Dive Brief:
- Nearly 5,000 nurses at two Stanford hospitals in Northern California ratified a tentative agreement with the health system in a Sunday vote. Nurses will return to work Tuesday under new contracts, according to the Committee for Recognition of Nursing Achievement, which represents the nurses.
- The agreement includes measures ensuring staffing is based on acuity, and nurses in units with high-acuity patients — which have been difficult to staff — will receive additional pay, according to CRONA. It also includes across-the-board base wage increases and an additional week of paid vacation time, among other provisions.
- The hospitals said they were pleased "to reach a contract that reflects our shared priorities and enhances existing benefits supporting our nurses' health, well-being, and ongoing professional development," according to a statement.
Dive Insight:
The Stanford nurses are the latest to wage a strike with no end date, though it took just five days for the two sides to reach a deal on new contracts to bring the nurses back to work.
The strike started April 25, and the two sides reached a tentative agreement Friday.
Nurses' contracts expired March 31, and in negotiations they pushed for new contracts that focused heavily on recruitment and retention of nursing staff amid nationwide shortages and widespread burnout among the healthcare workforce two years into the COVID-19 pandemic.
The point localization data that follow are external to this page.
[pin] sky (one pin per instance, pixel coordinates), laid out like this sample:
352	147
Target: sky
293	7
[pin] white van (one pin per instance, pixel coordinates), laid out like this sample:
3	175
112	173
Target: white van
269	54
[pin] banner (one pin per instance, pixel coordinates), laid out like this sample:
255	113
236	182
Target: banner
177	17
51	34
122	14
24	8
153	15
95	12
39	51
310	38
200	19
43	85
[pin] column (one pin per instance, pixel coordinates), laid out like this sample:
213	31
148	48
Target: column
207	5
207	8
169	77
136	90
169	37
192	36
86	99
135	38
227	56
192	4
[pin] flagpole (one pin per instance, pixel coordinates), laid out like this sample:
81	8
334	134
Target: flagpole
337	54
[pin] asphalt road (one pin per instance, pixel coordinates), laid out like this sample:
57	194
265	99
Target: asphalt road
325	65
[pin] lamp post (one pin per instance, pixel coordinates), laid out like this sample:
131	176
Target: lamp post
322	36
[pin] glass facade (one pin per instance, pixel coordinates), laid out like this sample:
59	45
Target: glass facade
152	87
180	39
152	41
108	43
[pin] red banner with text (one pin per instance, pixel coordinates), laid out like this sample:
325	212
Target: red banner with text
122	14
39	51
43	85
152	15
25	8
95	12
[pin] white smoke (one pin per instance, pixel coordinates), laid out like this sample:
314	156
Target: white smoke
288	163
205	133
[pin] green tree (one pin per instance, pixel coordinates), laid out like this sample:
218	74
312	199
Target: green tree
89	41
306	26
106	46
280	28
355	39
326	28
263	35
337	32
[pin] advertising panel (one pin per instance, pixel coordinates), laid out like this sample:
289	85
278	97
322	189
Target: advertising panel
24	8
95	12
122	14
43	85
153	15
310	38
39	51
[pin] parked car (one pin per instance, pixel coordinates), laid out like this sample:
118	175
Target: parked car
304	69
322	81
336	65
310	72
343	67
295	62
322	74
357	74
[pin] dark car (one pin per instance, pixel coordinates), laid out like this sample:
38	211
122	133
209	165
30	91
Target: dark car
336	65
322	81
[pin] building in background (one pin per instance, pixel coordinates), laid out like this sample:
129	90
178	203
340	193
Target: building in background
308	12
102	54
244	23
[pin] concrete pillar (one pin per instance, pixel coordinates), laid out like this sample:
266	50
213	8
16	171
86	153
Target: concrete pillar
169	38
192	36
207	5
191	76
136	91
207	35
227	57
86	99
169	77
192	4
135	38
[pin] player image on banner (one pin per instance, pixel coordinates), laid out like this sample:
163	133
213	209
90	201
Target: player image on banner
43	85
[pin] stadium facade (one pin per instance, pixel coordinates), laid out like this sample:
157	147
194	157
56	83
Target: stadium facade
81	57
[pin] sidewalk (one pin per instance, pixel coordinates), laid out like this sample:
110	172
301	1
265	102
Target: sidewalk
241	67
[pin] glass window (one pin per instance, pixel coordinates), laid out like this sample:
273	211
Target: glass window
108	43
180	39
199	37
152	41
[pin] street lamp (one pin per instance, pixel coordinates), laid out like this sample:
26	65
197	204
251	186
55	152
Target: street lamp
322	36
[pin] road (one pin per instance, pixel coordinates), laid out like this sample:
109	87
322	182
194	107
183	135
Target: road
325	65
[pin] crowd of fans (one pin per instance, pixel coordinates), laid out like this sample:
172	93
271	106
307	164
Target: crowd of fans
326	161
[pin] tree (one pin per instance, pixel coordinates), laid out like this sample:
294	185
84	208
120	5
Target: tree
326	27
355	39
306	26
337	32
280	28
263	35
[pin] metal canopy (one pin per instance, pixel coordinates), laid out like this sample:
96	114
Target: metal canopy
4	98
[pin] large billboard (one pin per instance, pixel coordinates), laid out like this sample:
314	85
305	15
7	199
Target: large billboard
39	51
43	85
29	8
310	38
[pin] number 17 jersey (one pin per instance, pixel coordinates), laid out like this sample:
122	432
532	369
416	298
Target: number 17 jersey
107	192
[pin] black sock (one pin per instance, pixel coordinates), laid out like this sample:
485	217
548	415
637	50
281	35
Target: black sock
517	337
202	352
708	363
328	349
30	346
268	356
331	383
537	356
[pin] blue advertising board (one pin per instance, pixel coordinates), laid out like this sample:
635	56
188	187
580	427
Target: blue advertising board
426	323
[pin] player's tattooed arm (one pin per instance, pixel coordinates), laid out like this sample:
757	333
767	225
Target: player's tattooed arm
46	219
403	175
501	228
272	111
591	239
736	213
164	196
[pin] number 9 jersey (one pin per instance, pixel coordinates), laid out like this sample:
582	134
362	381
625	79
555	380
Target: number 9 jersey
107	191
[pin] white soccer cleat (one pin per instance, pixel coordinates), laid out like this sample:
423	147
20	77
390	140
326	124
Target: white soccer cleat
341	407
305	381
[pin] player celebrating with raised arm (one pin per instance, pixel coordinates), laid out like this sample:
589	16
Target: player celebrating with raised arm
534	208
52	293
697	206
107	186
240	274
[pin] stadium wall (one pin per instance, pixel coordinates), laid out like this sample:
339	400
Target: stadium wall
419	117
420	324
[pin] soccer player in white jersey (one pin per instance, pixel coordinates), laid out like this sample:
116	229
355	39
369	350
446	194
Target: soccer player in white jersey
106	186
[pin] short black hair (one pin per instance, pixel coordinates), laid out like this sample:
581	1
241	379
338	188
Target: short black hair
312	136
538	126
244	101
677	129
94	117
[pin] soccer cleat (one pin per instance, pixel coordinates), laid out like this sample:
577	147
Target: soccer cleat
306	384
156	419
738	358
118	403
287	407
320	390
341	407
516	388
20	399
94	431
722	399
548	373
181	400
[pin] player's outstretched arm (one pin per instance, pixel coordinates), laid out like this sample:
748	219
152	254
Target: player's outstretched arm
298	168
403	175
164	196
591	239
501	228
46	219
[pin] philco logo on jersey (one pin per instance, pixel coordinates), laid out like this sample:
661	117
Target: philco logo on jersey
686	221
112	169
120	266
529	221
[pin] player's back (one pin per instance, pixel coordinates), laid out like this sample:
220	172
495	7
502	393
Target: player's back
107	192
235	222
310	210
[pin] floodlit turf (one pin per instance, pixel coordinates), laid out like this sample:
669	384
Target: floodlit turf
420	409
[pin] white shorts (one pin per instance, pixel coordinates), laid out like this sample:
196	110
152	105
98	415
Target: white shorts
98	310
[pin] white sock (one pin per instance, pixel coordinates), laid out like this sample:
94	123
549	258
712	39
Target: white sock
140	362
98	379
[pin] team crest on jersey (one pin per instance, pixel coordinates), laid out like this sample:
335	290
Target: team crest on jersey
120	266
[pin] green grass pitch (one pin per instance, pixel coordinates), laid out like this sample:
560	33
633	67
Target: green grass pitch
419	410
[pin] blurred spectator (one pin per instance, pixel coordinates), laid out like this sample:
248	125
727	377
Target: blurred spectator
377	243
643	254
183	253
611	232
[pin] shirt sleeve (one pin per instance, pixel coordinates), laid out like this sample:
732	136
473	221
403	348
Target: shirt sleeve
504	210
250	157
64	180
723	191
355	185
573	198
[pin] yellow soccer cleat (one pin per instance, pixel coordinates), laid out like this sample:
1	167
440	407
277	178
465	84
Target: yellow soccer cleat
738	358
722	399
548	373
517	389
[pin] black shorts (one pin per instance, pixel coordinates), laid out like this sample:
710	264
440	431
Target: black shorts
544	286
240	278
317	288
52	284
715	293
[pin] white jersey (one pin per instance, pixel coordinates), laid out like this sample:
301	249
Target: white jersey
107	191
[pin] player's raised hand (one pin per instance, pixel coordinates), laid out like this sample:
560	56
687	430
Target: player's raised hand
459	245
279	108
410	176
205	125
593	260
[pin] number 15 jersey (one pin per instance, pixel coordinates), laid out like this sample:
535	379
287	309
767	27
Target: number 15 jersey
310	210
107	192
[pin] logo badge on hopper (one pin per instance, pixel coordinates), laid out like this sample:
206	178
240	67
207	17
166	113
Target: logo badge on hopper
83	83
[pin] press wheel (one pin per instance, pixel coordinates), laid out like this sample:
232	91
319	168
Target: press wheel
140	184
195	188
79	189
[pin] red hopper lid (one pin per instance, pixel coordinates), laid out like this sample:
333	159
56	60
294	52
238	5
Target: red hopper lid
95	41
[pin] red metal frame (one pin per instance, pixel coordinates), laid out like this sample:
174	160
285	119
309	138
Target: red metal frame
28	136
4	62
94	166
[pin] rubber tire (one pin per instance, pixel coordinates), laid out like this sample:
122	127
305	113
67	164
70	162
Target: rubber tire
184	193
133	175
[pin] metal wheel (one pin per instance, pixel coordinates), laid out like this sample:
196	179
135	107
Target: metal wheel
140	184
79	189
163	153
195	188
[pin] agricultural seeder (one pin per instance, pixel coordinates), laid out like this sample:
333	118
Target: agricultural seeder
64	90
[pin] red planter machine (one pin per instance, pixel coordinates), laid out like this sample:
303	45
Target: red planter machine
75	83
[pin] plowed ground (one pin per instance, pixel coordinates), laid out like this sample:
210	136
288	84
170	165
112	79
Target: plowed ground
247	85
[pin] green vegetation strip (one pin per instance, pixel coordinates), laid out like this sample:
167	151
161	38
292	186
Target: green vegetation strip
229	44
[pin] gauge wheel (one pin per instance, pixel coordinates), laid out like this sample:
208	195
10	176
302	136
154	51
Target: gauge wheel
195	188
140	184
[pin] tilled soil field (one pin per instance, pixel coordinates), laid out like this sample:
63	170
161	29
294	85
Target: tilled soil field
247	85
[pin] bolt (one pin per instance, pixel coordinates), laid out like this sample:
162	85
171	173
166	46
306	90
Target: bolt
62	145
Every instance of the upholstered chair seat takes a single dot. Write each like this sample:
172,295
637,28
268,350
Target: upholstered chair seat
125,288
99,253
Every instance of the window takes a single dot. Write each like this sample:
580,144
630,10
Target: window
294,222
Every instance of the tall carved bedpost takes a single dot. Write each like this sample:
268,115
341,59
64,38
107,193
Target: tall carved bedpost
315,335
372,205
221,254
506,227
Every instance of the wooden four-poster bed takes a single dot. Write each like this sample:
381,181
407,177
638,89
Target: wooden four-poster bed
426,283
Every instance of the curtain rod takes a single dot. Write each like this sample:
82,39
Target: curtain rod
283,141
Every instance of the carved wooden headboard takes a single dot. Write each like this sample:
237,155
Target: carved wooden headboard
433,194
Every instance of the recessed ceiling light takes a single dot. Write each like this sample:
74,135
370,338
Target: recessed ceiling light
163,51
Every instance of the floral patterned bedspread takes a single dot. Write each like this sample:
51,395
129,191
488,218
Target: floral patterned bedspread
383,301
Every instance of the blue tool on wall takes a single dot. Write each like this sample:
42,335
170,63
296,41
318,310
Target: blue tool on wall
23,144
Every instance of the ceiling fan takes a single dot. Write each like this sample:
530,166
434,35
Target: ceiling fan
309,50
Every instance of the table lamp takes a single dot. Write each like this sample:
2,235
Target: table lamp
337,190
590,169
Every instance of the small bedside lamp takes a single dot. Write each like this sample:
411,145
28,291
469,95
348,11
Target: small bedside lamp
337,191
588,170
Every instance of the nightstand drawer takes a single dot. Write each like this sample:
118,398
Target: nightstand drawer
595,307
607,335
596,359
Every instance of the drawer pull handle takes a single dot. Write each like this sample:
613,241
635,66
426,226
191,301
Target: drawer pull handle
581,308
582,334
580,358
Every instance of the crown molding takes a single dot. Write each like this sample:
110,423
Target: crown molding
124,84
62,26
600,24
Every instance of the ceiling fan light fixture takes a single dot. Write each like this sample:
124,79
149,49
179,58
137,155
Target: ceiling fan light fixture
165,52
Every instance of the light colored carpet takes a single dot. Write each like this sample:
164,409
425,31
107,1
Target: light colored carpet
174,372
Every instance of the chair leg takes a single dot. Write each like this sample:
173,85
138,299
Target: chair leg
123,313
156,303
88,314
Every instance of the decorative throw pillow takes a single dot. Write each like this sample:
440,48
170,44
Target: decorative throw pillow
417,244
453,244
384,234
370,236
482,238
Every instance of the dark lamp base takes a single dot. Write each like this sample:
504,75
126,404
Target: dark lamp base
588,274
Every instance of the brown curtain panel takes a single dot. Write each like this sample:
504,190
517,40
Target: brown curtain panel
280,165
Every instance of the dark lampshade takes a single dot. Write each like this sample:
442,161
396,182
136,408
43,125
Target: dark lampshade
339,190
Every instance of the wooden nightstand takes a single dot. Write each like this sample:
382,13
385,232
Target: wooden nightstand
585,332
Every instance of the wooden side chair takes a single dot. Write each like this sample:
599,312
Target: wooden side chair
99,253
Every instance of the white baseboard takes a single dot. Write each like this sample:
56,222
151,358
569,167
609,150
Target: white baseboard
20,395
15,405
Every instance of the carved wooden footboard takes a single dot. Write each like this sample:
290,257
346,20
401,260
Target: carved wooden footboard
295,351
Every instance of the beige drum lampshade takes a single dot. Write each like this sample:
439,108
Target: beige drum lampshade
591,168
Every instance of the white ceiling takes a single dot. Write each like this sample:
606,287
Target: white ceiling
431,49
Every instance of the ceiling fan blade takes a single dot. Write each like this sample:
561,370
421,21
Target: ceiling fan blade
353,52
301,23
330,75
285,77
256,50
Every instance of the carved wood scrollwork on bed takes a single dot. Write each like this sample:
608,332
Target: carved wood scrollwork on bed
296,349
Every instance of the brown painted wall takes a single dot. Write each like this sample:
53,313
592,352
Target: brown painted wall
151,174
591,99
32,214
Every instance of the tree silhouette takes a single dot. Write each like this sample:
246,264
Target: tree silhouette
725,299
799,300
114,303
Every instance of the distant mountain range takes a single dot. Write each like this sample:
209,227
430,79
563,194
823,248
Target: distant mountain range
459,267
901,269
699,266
The new agreement, which 83% of nurses voted in favor of ratifying, includes such measures, according to the union.
It includes wage increases "that keep up with the high cost of living in the Bay Area, rising prices and competitive nurse contract rates," the union said. Nurses will get a 7% wage increase in the first year of the contract, followed by two 5% increases in the second and third years.
It also stipulates that CRONA nurses will have a say when the system decides to select a new vendor to revamp its employee assistance program, and get access to counseling at Stanford's employee help center.
Nurses at Stanford's Lucile Packard Children's Hospital will also get a new rapid response team to address workplace violence incidents, and in-person training on emergency protocols.
As part of the Friday agreement, Stanford agreed to walk back plans to cut striking nurses' health coverage.
A nurses' strike last year unfolded along similar lines, when 2,000 healthcare workers at Catholic Health System's Mercy Hospital in Buffalo, New York, waged a nearly 40-day strike.
When that strike reached the one-month mark, the hospital announced it was cutting off striking workers health coverage until a tentative agreement was ratified. Within days, the two sides reached a deal to bring those on the picket line back to work.